Nemesis missile racks up successful flight tests
Lockheed Martin has announced that the Nemesis missile has demonstrated three successful flight tests at White Sands Missile Range to show its launch, guided flight, target acquisition and precision strike capability.
The first two tests saw the Nemesis perform ‘flawlessly’ according to the company, destroying the intended targets. In these tests Nemesis demonstrated vertical launch, GPS navigation to targets located at distances of eight and 12km, engagement by the missile’s semi-active laser (SAL) seeker and live warhead detonation. In the third flight, vertical launch of an inert round was demonstrated, followed by GPS-only navigation to a target positioned just 100m away.
Nemesis is a man-portable, surface-launched missile that enables warfighters to engage targets with precision lethality from as close as 100m to well beyond line of sight. The missile can be employed during dismounted operations as well as be adapted for employment from various ground, maritime or airborne platforms.

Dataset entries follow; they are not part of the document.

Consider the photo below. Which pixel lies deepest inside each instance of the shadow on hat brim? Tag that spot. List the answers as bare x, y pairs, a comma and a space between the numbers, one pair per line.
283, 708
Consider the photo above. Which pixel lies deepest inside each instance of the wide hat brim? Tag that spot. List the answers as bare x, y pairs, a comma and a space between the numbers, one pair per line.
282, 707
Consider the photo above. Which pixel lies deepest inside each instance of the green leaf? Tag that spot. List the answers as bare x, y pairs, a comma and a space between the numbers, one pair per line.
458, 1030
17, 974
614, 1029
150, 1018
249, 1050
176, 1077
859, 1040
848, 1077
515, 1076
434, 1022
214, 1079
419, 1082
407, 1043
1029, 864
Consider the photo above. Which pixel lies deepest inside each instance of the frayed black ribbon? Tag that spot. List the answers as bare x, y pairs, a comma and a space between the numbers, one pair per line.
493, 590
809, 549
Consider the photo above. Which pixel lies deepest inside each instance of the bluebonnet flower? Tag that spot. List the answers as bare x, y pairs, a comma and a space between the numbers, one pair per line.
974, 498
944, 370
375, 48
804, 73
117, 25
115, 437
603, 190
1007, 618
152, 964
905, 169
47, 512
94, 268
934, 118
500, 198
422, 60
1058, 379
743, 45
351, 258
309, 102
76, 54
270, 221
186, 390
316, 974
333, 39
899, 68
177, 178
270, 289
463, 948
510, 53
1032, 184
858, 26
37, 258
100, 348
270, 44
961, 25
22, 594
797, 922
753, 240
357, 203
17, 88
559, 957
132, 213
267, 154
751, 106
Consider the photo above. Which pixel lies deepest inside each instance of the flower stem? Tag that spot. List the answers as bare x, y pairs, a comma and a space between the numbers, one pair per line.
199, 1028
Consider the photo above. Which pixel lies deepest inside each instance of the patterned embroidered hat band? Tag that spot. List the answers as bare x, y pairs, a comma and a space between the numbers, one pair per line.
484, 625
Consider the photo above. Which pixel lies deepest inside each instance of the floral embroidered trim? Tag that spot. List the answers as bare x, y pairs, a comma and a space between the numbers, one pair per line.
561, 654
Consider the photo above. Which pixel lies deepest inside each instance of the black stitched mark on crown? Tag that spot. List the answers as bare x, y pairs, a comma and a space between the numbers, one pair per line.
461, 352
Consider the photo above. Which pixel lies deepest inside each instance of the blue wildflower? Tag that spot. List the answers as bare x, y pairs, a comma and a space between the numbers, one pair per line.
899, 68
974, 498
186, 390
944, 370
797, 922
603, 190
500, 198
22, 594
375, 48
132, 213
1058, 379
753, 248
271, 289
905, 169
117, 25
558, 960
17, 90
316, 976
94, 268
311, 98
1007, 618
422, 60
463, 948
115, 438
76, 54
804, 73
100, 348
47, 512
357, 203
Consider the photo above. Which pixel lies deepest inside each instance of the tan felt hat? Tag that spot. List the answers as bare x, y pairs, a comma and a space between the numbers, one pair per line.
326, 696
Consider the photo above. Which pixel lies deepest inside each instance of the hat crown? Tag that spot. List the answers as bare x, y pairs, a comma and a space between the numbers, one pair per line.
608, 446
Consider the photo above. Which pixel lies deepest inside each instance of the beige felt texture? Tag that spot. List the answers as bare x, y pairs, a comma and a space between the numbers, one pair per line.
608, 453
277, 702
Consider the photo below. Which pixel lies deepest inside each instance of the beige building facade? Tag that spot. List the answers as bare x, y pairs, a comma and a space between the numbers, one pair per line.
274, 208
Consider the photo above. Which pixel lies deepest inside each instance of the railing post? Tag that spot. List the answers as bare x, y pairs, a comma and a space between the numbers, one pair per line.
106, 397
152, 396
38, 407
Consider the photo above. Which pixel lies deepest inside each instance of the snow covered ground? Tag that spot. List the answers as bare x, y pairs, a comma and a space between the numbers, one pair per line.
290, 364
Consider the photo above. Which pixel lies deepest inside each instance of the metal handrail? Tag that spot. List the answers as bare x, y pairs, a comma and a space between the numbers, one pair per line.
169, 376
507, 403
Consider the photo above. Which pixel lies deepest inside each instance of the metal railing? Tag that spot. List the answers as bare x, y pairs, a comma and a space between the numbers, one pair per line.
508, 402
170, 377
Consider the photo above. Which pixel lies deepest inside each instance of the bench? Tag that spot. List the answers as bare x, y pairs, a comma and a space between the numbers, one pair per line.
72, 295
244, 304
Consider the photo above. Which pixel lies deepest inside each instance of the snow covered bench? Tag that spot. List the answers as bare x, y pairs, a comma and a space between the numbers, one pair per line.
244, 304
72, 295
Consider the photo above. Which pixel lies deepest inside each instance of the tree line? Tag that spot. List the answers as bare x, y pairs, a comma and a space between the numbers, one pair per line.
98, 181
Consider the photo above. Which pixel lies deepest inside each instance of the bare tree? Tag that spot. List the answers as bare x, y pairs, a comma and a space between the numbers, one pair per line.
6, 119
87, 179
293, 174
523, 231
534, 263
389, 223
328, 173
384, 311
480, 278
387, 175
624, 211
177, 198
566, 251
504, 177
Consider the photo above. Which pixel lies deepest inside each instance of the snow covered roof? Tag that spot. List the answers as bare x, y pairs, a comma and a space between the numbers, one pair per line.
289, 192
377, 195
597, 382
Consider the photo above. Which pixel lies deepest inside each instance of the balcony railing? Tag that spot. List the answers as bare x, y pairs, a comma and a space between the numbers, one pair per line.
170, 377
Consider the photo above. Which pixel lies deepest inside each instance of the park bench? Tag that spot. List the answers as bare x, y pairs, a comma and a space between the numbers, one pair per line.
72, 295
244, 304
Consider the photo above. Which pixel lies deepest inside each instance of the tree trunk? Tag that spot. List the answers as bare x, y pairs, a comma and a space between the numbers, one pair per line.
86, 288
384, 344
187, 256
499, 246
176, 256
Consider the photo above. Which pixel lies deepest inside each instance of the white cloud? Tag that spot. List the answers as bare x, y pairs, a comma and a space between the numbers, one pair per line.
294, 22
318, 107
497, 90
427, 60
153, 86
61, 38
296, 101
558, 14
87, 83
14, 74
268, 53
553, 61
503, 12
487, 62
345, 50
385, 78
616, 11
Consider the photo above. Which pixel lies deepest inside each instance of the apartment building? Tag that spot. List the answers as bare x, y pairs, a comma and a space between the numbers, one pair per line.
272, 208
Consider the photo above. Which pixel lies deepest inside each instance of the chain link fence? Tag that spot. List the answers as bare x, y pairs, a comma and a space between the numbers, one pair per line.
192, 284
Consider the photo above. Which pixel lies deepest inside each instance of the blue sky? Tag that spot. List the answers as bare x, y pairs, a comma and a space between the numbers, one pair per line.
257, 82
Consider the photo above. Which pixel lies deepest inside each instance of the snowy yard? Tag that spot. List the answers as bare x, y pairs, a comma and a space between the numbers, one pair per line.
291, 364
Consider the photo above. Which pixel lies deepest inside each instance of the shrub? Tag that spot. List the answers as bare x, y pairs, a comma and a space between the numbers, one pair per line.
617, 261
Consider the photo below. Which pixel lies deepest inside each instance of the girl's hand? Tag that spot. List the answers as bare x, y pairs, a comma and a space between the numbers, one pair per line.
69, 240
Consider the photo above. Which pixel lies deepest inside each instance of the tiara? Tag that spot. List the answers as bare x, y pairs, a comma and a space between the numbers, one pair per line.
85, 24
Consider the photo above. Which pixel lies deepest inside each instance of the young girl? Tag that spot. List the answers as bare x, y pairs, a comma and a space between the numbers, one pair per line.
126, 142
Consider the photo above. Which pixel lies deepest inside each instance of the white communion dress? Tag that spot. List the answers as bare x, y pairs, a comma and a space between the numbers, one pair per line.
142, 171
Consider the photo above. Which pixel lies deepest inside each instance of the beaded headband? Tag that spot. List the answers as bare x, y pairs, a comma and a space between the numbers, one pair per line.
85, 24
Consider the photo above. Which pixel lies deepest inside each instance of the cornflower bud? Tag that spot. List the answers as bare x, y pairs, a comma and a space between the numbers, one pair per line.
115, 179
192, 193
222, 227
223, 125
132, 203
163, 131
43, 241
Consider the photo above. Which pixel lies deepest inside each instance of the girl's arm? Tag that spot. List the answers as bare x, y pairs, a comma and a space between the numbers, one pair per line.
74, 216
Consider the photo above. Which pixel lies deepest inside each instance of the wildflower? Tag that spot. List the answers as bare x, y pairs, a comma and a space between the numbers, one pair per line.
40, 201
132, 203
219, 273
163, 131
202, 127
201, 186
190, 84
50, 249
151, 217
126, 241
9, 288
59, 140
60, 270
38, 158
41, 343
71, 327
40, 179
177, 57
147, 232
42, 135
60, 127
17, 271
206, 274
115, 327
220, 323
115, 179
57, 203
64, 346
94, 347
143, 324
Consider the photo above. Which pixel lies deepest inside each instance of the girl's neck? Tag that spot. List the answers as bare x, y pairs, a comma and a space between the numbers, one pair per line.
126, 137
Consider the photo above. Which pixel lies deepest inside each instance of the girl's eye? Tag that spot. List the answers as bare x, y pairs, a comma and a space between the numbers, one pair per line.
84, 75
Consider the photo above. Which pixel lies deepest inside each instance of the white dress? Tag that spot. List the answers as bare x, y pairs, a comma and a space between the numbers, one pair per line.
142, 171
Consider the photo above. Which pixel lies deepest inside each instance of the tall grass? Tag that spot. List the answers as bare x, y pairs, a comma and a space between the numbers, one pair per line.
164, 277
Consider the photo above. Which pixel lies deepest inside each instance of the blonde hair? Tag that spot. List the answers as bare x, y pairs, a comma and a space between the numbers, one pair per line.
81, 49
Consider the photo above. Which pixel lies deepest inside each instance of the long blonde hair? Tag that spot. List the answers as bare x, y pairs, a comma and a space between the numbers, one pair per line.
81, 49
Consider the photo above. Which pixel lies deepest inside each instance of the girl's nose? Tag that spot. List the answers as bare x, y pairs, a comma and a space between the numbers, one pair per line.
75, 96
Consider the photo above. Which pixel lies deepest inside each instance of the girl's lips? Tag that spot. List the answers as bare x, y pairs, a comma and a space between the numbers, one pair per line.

Nemesis is fired vertically from its launch tube, enabling 360-degree engagement capability. A combat-proven rocket motor, deployable wing and GPS guidance enable the missile to engage targets in excess of 12km. The missile’s SAL seeker activates in the terminal phase of flight to provide precision accuracy and minimise collateral damage. The user is also able to select height of burst or point-detonation fuzing options to optimise lethality against enemy personnel, light armoured vehicles and structures.
Frank St. John, vice president of tactical missiles and combat maneuver systems at Lockheed Martin Missiles and Fire Control, said: ‘Nemesis provides critical performance to forward-deployed troops in response to a stated warfighter capability gap. Warfighters must be able to trust that the weapons they deploy will deliver the intended effects every time. Our three-for-three flight tests demonstrate the missile is reliable and lethal.’
The system’s ability to be deployed from airborne Common Launch Tubes fulfills existing Special Operations Forces and US Marine Corps requirements for a standoff precision guided munition. The missile can also be configured for internal or external carriage on other fixed- and rotary-wing platforms.